The aim of the new framework is to improve coordination and delivery of science and technology when addressing Australia's national security challenges. The DSTO wants the nation to respond to threats in a interdisciplinary and cross-sectoral manner “beyond the capability and capacity of any single agency’.
“The intention is to transition from poorly coordinated and under-resourced S&T effort to a collaborative co-investment approach between government, academia and industry that effectively and efficiently delivers innovative S&T solutions in priority national security areas for Australia,” the DTSO’s consultation paper states.
The DSTO is the lead agency for national security science and technology, a role it was given in February 2012 after the then-Labor Government transferred the function out of the Department of Prime Minister and Cabinet into Defence.
The DSTO said a 2013 survey into the types of challenges facing national security agencies in regards to IT and science revealed deficiencies in transparency, visibility and accessibility of science and technology efforts and expertise.
The DSTO will rely heavily on a 2009 “National Security Science and Innovation Strategy” released by the Federal Government - which failed to get funding and was not implemented - in creating its new framework.

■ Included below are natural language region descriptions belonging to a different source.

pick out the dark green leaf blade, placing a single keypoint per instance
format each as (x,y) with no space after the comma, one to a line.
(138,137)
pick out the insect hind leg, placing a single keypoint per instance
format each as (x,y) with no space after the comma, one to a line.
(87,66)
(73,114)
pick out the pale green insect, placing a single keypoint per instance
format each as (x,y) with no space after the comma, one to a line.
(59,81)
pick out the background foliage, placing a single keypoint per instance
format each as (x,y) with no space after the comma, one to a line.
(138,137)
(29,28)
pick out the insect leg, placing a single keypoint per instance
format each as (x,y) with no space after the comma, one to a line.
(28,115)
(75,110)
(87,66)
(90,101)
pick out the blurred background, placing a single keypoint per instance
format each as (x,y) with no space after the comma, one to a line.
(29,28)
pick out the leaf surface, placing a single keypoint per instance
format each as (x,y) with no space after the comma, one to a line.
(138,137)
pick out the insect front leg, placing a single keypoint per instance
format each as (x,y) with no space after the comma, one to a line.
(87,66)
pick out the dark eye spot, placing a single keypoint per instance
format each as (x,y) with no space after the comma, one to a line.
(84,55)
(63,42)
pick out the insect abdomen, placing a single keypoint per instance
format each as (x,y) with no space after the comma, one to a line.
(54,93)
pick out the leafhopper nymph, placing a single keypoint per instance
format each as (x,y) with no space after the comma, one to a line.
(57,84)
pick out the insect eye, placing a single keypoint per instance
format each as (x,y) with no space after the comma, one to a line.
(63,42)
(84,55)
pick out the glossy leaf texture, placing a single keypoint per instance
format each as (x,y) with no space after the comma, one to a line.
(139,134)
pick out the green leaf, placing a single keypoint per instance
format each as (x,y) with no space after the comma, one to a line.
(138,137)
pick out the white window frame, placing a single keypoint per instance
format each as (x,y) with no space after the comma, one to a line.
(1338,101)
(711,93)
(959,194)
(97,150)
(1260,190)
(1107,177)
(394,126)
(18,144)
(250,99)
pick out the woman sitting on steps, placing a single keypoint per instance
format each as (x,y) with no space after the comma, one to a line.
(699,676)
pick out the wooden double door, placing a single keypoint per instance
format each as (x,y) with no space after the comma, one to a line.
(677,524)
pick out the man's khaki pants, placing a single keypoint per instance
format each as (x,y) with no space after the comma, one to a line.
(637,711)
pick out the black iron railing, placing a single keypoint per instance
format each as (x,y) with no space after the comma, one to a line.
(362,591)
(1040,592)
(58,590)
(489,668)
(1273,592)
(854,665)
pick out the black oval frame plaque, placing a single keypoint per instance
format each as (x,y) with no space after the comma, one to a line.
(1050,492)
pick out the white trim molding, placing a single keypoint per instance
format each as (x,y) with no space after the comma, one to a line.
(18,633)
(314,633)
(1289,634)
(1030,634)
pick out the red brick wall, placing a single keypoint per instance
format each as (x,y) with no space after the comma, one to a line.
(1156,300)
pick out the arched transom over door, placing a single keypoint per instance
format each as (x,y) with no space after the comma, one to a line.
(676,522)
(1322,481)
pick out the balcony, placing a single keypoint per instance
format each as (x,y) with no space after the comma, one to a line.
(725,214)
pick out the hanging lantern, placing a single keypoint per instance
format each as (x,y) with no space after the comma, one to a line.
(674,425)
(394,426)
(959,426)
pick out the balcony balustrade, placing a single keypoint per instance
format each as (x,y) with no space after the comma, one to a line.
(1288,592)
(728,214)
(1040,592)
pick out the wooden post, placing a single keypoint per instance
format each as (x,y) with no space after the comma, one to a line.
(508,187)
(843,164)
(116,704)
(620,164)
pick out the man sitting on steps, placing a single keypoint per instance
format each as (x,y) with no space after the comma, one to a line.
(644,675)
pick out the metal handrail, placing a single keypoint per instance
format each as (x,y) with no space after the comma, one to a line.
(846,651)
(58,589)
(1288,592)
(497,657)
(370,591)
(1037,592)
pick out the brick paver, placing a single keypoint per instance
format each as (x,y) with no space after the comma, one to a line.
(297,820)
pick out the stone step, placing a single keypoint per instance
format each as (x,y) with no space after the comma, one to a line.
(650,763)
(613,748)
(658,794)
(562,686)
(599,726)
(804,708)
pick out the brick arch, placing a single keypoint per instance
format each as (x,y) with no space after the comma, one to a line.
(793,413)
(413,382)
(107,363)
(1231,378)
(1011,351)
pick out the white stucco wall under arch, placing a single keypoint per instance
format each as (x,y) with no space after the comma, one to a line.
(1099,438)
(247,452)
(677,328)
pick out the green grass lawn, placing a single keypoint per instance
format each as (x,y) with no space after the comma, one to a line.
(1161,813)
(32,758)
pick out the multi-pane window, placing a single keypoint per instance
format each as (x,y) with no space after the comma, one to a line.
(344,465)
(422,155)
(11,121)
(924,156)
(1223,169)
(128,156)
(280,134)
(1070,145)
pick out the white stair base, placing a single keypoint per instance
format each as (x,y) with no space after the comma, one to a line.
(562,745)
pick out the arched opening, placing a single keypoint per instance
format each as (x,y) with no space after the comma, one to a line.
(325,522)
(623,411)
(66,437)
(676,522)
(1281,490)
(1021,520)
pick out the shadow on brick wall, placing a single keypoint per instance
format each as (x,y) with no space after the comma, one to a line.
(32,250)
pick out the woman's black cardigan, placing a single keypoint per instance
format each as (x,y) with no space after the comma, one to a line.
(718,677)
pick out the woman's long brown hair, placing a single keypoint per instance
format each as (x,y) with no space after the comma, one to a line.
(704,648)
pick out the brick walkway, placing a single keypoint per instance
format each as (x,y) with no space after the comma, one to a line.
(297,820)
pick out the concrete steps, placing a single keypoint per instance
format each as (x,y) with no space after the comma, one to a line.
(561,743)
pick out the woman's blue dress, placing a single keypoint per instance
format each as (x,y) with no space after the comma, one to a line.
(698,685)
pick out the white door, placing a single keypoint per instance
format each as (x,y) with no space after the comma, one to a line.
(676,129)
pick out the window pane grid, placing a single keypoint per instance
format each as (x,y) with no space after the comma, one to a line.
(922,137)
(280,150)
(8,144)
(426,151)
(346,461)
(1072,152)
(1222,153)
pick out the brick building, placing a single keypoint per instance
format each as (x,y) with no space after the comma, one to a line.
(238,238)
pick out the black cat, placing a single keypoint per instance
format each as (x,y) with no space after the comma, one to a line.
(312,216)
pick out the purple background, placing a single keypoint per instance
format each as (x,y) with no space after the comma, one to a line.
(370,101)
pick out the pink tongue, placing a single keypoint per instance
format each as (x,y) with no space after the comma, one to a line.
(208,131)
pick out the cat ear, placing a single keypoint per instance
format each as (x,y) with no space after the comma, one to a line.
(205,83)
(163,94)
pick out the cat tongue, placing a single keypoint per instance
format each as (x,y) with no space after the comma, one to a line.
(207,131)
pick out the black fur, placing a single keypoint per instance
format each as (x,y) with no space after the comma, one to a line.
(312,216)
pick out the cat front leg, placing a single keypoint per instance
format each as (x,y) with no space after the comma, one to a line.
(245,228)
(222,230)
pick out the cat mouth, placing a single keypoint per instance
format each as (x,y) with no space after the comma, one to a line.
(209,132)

The new framework will align with current Government priorities, namely improving foreign affairs in the region, tackling terrorism and serious and organised crime, improving border security, and strengthening Australia’s alliance with the US.
“The policy must create the environment and mechanisms to facilitate a more coherent whole-of-government coordinated approach to delivering national security S&T. Currently, there is no national, strategic and coordinated approach to planning and funding S&T to support national security in the most efficient manner.”
- DSTO discussion paper.
The national security S&T policy will lay out the Government's priorities for the next decade, establish a governance framework, champion shared public and private investment, and offer a means to scale investment between times of immediate and longer-term security challenges.
“This serves three important purposes. First, it will ensure our S&T efforts are directed to our most significant national security challenges. Second, it will guide the allocation of resources towards addressing Australia’s most pressing national security priorities. Third, it will help give universities, industry and other S&T providers’ clarity and some certainty around where they can focus and best serve Australia’s national security agencies.”
- DSTO discussion paper.
Such a framework will be significant in light of a “number of complex” national security problems facing Australia over the next ten years, the DSTO said, which will require significant support and resourcing across both the public and private sector.
It singled out the ready availability of new technology like 3D printing to those with malicious intent, weapons of mass destruction, harmful cyber activity, espionage and bioengineering as challenges the country will face.
The five themes proposed by the DSTO as priorities for the framework - all open to discussion - included cyber security, intelligence exploitation (agencies’ ability to extract intelligence from a “deluge” of data), border security and identity management, the ability to respond to and protect citizens from national security incidents, and investigative support and analysis (technology supporting nationally significant investigations).
Oversight of the national security S&T program will be delivered via a two-tiered arrangement involving a steering committee and working groups.
The DSTO proposed the steering committee - which would advise on investment priorities and be led by Chief Defence Scientist Dr Alexander Zelinsky - should be made up of representatives from Defence, Attorney-General, Industry, and Prime Minister and Cabinet departments as well from ASIO, the AFP, Customs, CSIRO, and ANSTO.
The committee would oversee working groups tasked with collating requirements from user agencies and determining the most appropriate response within specific areas of the priorities listed in the framework. They will also facilitate information sharing across relevant agencies.